Mężczyzna pochodzi z Małopolski. Kilka miesięcy temu przyjechał do rodziny do Będzina na Śląsku. Tam miał szukać pracy. W wolnym czasie szukał rozrywki w Internecie.
- Na jednym z portali społecznościowych zalogował się jako 12-latka i zaczął nawiązywać kontakty z dziewczynkami w podobnym wieku. Prosił je o przesyłanie roznegliżowanych zdjęć. Tłumaczył, że sam takie robi i może też im zrobić – opowiada asp. Paweł Łotocki, rzecznik będzińskiej policji.

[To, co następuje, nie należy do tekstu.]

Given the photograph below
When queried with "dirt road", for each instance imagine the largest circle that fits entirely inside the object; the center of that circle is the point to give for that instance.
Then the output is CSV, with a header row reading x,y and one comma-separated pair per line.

Część dziewczynek przesłała takie fotografie. Mężczyzna chciał się też spotkać z nastolatkami. Obiecywał do nich pojechać. Te nie chciały jednak się widywać.
Policjanci monitorujący Internet natrafili na wpisy „dwunastolatki" i zaczęli badać sprawę. Szybko odkryli, że to nie dziecko stoi za takimi wpisami, a dorosły mężczyzna.
Śledztwo w tej sprawie prowadziła policja w Będzinie pod nadzorem prokuratury. W sumie mundurowi dotarli do 20 poszkodowanych dziewcząt poniżej 20 roku życia.